It’s a pleasure to take part in the BlogTour The Keeper of Songs by Fiona Mountain.
About the Author
Fiona grew up in Sheffield worked for the BBC for ten years, in the press office for Radio 1. She has written five novels, which have been published around the world. Her debut, Isabella, was shortlisted for the Romantic Novel of the Year Award. It was followed with Pale as the Dead and Bloodline, which feature ‘ancestor detective’, Natasha Blake. Bloodline is the winner of the prestigious Mary Higgins Clark Award from the Mystery Writers of America. She lives in the Cotswolds with her family.
About the book
1967: Enigmatic young folk singer Molly Marrison disappears on the cusp of fame.
2002: Silva is working as a housemaid at Chatsworth when her father suddenly dies, leaving her with one instruction – find Molly.
The only clue is a haunting song, centuries old, that Molly recorded before she vanished. The only person who can help Silva fulfil her father’s dying wish is song collector, Robbie Nightingale. They were teenage sweethearts, but Silva’s not spoken to Robbie for decades. If they try to find Molly, what else will they discover? For Molly is not the only girl to have disappeared. Silva’s mother, Sukey, vanished when Silva was a child, leaving her with scars that Robbie once tried to heal.
A modern day Downton Abbey set at Chatsworth House, England’s most famous stately home. The Keeper of Songs is inspired by the work of Mercury Music Nominated folk singer and song collector, Sam Lee and by Bella Hardy’s song ‘Henry & Clara,’ which is based on real events – the murder of ‘The Runaway Lovers’ in the Winnats Pass in the Peak District.
The dual timeline and stories of Molly and Silva are told individually at first and yet slowly become intertwined to become one. The first Silva becomes aware of Molly is when her father utters his last words, then it is just a question of finding out who Molly is, where she is and why is she the last person Silva’s father thought of.
At the very core of this story is one of the oldest traditions to pass information and history along – the tradition of oral history through the medium of folk songs. The modern day folk singers are the conduits for the men and women of the past, of their voices and experiences, they keep the songs and pass them on to the next generation, hence the keeper of songs.

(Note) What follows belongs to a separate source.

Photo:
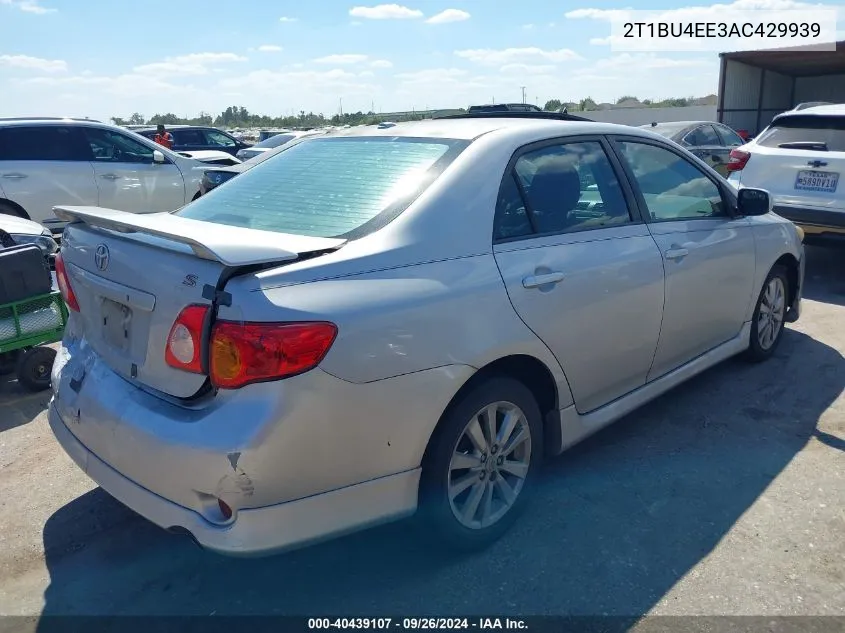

Mountain combines history, factual events and the rich tradition of folklore and the truths of history. The difference is the folk song is usually told by the working men and women, the people whose voices aren’t heard or written in history books. If this book awakens an interest in the subject then I can only recommend tracing the extraordinary roots of these songs – some of them are quite surprising.
It’s a beautiful read that manages to combine multiple genres at the same time. The dual timeline lends itself to a modern and historical story, then a mystery and the magical realism of folk song is woven into the story to create a captivating read.